Minister of Foreign Affairs
- In office 1986–1990
- President: Kenneth Kaunda
- Prime Minister: Kebby Musokotwane Malimba Masheke
- Preceded by: Lameck Goma
- Succeeded by: Benjamin Mibenge

Minister of Finance and National Planning
- In office 1983–1985
- President: Kenneth Kaunda
- Prime Minister: Nalumino Mundia
- Preceded by: Kebby Musokotwane
- Succeeded by: Lavu Mulimba

Governor of the Bank of Zambia
- In office 1976–1981
- President: Kenneth Kaunda
- Preceded by: Bitwell Kuwani
- Succeeded by: Bitwell Kuwani

Personal details
- Born: 1938
- Died: 2 March 2003 (aged 64–65)
- Occupation: Economist

= Luke Mwananshiku =

Zambian politician

Luke Mwananshiku (1938 - March 2, 2003) was a Zambian banker, businessman, politician and diplomat.
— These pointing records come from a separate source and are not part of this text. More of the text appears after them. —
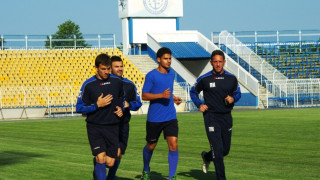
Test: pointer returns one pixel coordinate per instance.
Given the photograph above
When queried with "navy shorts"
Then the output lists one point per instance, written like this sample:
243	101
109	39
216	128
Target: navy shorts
154	129
103	138
123	136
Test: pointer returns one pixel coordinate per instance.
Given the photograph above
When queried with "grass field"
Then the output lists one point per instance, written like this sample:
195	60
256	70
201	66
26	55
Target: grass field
266	144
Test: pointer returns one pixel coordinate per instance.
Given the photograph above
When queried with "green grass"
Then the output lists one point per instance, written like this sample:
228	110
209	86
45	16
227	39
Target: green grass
266	144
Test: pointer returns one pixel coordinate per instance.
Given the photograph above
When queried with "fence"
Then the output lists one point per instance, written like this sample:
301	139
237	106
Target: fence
62	100
293	93
47	42
272	37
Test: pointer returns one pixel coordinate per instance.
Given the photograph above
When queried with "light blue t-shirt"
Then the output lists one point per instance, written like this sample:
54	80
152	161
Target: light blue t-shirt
160	110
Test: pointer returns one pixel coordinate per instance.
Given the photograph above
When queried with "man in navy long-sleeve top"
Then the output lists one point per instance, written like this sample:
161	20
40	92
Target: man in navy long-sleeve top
101	99
132	102
220	91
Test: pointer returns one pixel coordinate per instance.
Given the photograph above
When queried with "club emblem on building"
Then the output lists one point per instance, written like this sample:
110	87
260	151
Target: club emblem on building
155	6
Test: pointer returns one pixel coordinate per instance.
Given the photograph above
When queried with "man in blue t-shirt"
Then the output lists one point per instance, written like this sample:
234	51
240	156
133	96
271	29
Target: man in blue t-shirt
157	89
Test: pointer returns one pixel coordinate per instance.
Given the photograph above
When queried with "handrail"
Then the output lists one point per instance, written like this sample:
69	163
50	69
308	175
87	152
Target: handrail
253	60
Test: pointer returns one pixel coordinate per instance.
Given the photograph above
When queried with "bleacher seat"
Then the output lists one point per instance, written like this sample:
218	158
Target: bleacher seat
66	69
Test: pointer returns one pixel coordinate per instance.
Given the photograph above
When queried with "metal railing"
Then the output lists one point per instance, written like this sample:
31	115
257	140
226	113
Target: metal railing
255	62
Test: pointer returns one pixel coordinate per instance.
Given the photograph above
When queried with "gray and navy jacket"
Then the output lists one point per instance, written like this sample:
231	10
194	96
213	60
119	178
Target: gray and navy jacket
132	97
89	93
215	89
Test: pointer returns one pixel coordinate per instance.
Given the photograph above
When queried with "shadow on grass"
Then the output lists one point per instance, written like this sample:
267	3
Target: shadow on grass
197	174
12	157
154	176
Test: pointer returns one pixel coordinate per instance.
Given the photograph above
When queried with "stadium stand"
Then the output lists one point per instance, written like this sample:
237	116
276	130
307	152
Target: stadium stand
293	60
51	78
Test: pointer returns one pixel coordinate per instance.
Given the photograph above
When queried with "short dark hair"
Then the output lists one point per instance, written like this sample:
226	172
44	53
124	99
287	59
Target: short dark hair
162	51
103	59
115	58
217	52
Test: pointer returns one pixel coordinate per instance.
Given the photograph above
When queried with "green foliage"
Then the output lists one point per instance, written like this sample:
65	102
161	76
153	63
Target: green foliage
266	144
68	36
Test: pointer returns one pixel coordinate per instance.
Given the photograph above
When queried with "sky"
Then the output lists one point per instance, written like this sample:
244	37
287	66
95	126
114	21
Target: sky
41	17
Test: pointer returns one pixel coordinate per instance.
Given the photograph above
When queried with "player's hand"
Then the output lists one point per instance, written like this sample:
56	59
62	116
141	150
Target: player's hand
126	104
166	93
118	112
177	100
229	100
203	108
104	101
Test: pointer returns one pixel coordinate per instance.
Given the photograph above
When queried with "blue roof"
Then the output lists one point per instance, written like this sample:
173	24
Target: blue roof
186	50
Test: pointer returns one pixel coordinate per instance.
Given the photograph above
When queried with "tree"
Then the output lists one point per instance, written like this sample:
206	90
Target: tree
67	36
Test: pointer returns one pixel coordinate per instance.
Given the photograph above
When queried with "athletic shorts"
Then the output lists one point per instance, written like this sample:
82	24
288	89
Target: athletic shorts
123	136
154	129
103	138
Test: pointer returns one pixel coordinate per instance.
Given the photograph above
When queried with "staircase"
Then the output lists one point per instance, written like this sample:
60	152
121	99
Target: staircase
145	64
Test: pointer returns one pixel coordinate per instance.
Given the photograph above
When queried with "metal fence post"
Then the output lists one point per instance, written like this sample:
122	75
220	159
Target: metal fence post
26	38
114	41
99	41
2	42
75	41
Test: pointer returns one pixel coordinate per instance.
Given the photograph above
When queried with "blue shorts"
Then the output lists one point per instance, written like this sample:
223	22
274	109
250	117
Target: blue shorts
154	129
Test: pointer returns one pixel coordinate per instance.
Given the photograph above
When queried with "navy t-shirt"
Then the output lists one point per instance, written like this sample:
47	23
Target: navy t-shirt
160	110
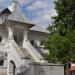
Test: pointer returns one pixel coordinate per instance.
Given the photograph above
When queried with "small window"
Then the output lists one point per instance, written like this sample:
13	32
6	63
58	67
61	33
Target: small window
1	62
15	38
0	39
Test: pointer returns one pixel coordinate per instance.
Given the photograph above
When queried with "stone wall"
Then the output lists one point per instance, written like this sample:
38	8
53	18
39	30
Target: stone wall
45	69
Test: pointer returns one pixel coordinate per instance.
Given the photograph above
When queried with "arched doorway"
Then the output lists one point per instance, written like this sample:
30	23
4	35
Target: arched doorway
12	68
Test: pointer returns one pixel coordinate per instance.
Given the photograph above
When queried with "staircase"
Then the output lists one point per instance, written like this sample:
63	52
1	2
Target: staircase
33	52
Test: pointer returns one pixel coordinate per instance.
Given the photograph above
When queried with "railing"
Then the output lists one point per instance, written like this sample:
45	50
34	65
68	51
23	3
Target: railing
33	52
3	70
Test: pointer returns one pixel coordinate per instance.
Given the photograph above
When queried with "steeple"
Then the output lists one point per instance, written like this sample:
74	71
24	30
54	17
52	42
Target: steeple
13	5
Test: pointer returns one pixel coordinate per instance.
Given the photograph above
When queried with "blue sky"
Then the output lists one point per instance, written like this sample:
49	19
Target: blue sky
36	11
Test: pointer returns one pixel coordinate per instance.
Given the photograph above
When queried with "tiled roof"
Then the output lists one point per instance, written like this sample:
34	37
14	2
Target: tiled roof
39	28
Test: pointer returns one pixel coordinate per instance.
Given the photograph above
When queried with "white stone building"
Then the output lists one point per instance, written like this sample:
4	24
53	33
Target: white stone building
20	41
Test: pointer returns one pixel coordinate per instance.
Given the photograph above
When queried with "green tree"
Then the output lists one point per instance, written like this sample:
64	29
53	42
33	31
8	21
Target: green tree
61	40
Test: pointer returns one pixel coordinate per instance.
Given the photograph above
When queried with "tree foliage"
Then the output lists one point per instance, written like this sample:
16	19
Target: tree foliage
61	40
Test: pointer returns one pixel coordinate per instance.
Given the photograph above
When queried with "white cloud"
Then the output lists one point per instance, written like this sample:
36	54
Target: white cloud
37	5
43	16
21	1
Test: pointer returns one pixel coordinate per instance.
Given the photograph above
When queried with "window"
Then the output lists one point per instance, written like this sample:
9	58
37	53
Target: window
1	62
15	38
32	42
0	39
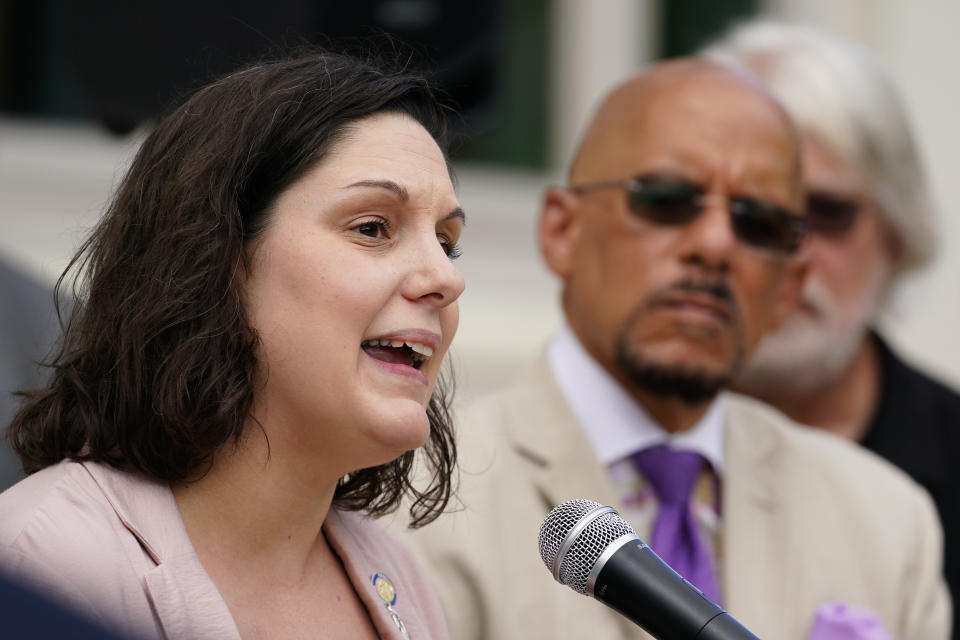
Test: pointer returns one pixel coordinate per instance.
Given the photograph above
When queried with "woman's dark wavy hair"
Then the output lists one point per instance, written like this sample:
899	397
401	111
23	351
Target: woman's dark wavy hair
156	369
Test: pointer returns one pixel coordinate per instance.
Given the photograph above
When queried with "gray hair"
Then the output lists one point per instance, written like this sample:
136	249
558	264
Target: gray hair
837	91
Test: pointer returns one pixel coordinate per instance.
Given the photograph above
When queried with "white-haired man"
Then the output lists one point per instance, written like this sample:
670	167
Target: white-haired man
870	214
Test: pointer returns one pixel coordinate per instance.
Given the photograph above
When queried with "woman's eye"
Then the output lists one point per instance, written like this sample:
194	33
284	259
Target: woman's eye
372	228
452	250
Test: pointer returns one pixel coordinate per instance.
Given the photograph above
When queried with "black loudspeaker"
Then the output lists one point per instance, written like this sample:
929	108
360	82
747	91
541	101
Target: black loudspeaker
133	58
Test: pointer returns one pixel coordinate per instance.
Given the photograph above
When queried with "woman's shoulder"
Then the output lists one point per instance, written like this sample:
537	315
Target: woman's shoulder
68	514
371	555
49	503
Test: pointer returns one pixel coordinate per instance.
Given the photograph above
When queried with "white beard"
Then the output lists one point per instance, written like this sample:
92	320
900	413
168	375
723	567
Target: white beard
816	344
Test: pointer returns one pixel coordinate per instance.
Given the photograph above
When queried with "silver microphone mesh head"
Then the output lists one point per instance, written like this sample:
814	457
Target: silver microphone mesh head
578	561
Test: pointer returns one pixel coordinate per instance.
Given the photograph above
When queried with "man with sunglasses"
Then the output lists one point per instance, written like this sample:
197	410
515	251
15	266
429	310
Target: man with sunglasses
871	221
678	241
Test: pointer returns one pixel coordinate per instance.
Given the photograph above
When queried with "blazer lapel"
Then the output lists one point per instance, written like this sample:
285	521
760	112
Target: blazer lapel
544	431
185	600
755	562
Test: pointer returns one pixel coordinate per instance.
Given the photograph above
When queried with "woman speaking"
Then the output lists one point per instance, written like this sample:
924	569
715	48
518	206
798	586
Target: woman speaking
252	361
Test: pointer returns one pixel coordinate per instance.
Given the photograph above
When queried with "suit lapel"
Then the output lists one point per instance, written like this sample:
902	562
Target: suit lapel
544	431
185	600
755	563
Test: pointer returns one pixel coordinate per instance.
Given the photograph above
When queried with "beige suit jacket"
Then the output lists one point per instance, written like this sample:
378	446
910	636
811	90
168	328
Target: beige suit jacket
112	545
807	519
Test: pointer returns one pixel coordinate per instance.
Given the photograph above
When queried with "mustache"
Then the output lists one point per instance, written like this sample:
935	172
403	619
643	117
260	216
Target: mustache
719	289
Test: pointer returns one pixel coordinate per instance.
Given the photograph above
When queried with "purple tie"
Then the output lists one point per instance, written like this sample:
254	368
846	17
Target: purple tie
675	537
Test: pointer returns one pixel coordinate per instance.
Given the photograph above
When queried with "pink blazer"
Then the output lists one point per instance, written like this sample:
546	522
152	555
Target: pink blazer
112	545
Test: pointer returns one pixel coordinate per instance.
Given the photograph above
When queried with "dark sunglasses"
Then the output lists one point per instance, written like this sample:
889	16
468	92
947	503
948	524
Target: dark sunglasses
831	215
670	201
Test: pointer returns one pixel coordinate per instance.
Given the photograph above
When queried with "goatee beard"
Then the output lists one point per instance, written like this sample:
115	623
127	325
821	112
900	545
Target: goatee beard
692	386
689	385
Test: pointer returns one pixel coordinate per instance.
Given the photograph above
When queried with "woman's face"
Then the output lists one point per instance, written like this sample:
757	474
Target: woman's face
354	297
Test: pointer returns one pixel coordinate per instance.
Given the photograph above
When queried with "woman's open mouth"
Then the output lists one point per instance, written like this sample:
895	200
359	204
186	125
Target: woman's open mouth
405	352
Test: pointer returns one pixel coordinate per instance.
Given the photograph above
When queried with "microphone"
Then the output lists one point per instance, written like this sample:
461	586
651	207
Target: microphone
591	549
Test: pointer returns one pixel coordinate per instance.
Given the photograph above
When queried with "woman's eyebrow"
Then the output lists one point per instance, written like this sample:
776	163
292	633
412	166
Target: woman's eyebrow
389	185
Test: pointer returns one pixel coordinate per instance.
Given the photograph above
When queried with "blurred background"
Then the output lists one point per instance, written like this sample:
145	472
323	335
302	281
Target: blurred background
81	81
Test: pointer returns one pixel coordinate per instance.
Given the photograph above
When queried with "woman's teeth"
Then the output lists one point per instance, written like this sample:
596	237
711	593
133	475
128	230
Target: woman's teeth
418	348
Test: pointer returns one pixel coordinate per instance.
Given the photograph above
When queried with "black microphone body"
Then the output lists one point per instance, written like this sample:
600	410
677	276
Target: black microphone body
590	548
642	587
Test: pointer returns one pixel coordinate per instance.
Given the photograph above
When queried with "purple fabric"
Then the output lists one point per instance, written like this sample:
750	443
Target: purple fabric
842	622
675	537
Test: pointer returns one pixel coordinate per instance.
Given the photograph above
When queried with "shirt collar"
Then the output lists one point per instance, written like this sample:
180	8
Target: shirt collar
617	425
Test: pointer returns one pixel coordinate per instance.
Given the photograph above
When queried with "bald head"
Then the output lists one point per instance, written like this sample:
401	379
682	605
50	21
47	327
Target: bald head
681	95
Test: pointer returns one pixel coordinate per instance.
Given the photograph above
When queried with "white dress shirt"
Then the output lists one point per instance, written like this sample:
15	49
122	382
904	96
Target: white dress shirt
615	423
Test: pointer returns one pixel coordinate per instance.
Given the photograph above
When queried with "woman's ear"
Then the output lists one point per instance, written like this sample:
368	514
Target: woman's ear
559	230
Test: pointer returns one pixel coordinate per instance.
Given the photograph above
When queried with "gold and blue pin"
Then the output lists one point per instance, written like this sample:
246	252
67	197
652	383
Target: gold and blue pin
388	593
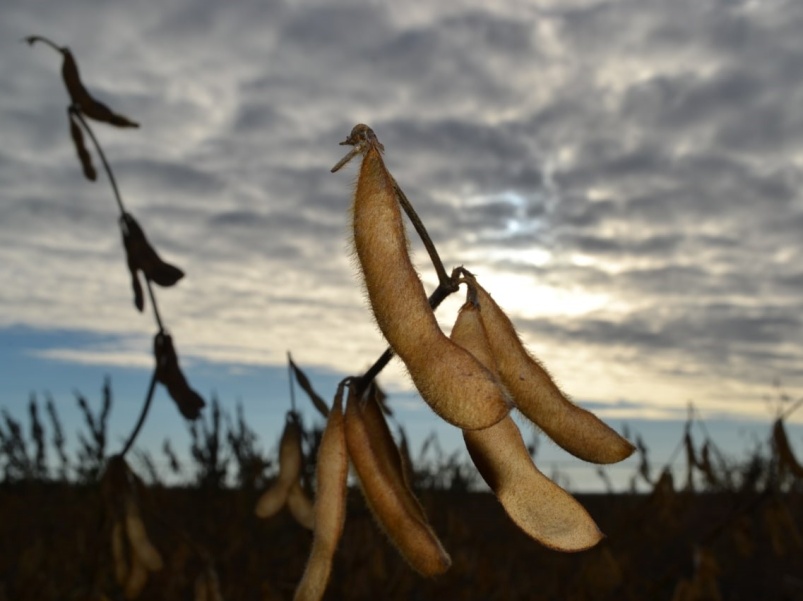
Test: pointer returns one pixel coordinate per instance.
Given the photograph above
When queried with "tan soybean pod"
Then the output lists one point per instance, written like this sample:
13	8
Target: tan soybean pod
273	499
141	545
415	540
388	455
537	505
784	449
300	506
449	379
537	396
330	505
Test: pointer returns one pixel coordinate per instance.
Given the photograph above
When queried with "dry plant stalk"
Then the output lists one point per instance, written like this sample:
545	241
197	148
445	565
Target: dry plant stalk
330	504
537	505
207	585
537	396
445	374
786	456
388	496
169	373
133	554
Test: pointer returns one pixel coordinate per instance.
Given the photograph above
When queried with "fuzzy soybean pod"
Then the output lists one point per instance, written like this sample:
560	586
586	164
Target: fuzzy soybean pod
331	474
450	380
290	458
384	493
537	505
300	506
387	454
536	395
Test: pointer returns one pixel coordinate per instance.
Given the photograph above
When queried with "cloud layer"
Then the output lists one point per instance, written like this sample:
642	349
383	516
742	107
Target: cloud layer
623	175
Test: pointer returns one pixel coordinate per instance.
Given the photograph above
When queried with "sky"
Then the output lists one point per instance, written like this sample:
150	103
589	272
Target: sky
623	176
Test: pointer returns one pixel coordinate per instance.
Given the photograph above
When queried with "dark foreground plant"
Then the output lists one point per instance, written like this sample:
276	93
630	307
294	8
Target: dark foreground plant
141	258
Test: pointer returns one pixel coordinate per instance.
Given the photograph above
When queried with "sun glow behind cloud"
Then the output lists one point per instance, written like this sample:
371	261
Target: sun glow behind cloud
623	177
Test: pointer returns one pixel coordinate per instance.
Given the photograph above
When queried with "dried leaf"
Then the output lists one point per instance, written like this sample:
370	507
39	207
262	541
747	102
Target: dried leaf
88	105
84	157
142	257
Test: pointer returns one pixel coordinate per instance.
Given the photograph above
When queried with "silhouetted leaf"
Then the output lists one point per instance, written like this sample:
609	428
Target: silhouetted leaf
80	148
142	257
169	373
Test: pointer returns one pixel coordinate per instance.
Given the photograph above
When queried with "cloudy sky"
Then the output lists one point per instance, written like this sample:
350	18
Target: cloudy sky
623	176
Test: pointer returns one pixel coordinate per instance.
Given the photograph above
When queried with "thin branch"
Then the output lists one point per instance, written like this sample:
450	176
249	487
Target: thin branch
143	414
77	114
443	277
291	378
153	304
790	410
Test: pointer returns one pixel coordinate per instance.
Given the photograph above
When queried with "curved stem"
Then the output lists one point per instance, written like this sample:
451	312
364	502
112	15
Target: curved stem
443	277
435	299
143	414
77	114
790	410
291	378
31	39
154	305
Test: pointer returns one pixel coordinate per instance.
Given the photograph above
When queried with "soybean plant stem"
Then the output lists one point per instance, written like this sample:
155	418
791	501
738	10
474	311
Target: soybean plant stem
443	278
435	299
791	409
77	114
154	305
143	414
291	378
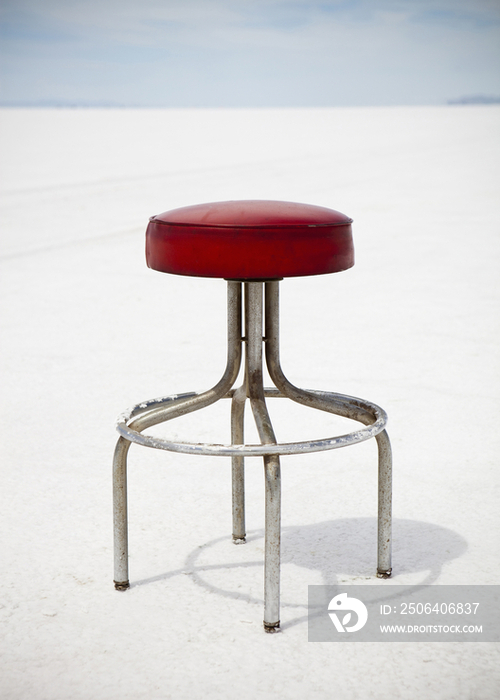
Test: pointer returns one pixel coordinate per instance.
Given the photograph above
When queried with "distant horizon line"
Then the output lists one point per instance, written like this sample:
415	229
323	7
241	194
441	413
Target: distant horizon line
67	104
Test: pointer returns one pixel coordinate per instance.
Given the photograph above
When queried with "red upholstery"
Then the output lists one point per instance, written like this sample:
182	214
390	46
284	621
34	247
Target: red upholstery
250	240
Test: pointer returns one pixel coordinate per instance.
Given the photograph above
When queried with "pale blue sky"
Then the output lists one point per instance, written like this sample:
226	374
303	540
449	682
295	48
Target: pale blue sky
256	53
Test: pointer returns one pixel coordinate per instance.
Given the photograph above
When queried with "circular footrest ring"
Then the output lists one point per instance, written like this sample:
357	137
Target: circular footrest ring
127	419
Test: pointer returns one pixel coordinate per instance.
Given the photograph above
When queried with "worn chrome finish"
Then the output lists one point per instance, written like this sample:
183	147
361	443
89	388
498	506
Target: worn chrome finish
254	375
238	464
145	415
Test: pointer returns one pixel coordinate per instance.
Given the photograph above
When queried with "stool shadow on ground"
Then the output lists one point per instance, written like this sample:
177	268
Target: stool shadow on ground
341	551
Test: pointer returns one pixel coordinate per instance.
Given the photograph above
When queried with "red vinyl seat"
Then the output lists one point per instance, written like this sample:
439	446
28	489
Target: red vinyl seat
250	240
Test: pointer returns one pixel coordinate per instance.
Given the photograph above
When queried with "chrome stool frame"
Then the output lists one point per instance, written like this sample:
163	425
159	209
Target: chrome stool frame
145	415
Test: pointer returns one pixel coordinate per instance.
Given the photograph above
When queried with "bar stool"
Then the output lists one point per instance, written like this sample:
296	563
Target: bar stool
253	245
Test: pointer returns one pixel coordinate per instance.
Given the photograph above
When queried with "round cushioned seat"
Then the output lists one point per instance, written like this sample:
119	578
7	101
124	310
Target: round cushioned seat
250	240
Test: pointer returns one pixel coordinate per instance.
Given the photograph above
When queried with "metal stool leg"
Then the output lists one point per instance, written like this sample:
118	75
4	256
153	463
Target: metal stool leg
238	464
254	321
384	565
120	514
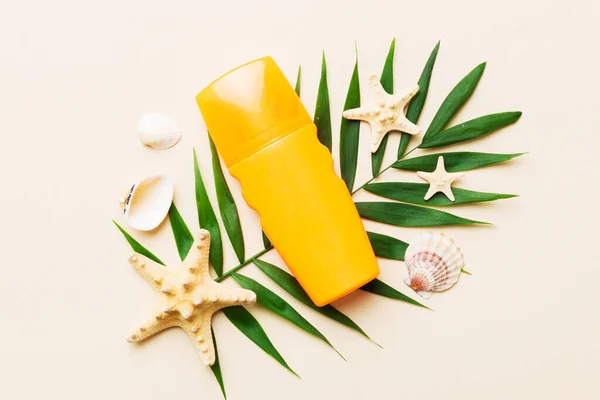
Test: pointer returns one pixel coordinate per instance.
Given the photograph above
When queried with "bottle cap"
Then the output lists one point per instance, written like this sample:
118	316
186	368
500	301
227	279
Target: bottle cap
249	108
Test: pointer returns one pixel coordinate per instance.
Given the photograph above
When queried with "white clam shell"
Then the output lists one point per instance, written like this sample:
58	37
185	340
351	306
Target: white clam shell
147	203
434	263
158	131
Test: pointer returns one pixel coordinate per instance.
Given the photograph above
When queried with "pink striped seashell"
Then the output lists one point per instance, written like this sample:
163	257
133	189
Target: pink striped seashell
434	263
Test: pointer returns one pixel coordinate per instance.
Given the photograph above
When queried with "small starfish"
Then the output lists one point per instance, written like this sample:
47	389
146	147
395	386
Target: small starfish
386	115
189	297
440	180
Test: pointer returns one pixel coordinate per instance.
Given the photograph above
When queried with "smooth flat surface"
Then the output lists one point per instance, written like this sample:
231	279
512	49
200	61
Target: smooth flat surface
76	76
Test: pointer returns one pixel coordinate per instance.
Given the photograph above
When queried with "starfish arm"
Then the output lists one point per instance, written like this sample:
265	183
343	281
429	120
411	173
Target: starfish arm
151	271
200	333
447	190
196	262
361	113
428	176
402	100
430	192
158	324
404	125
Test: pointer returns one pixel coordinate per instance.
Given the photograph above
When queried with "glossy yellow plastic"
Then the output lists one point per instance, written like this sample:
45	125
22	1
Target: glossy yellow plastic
269	143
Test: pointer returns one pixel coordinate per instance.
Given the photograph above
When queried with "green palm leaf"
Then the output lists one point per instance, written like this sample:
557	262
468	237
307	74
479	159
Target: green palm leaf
415	193
208	220
227	207
387	82
272	302
387	247
288	283
469	130
455	100
136	246
454	161
216	367
298	81
383	289
322	114
349	132
249	326
183	237
400	214
416	105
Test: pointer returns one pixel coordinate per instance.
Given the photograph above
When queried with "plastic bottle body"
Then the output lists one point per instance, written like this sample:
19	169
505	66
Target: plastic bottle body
308	214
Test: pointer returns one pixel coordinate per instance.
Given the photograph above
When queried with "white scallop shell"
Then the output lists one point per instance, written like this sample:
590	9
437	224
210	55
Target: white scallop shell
147	203
434	263
158	131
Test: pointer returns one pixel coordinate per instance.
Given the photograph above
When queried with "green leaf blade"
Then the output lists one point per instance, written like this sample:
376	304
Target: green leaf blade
274	303
454	161
183	237
136	246
383	289
455	100
208	220
387	82
322	118
387	247
227	207
349	132
407	215
216	367
288	283
249	326
415	193
418	102
470	130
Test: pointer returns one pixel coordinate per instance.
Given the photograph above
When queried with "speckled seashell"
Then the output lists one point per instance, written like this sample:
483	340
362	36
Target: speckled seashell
158	131
434	263
147	203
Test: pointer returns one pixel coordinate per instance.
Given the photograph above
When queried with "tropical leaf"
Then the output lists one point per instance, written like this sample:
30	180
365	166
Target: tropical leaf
298	81
415	193
322	114
208	220
400	214
455	100
383	289
216	367
349	132
288	283
387	82
227	207
183	237
136	246
272	302
249	326
454	161
469	130
387	247
416	105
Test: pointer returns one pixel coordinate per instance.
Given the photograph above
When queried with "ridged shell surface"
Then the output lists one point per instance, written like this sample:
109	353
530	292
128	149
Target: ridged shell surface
158	131
434	263
147	203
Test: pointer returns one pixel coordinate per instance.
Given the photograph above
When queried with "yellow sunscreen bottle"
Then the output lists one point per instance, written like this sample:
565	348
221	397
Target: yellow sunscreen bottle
269	143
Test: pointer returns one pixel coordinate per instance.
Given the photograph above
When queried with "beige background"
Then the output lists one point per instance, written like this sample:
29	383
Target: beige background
76	76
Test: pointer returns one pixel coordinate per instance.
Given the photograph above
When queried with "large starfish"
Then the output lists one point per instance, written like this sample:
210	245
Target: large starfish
440	180
189	297
387	114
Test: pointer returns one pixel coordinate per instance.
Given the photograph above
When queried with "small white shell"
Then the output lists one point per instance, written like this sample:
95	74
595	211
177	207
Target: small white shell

He was a government minister under Zambia's first president, Kenneth Kaunda, serving as the governor of the Bank of Zambia from 1976 to 1981, and as Minister of Foreign Affairs from 1986 to 1990. Mwananshiku was also Minister of Finance from 1982 to 1987. He served as a director of the Zambia Consolidated Copper Mines and of the International Monetary Fund. He died at the Trust Hospital in Lusaka of heart failure in 2003.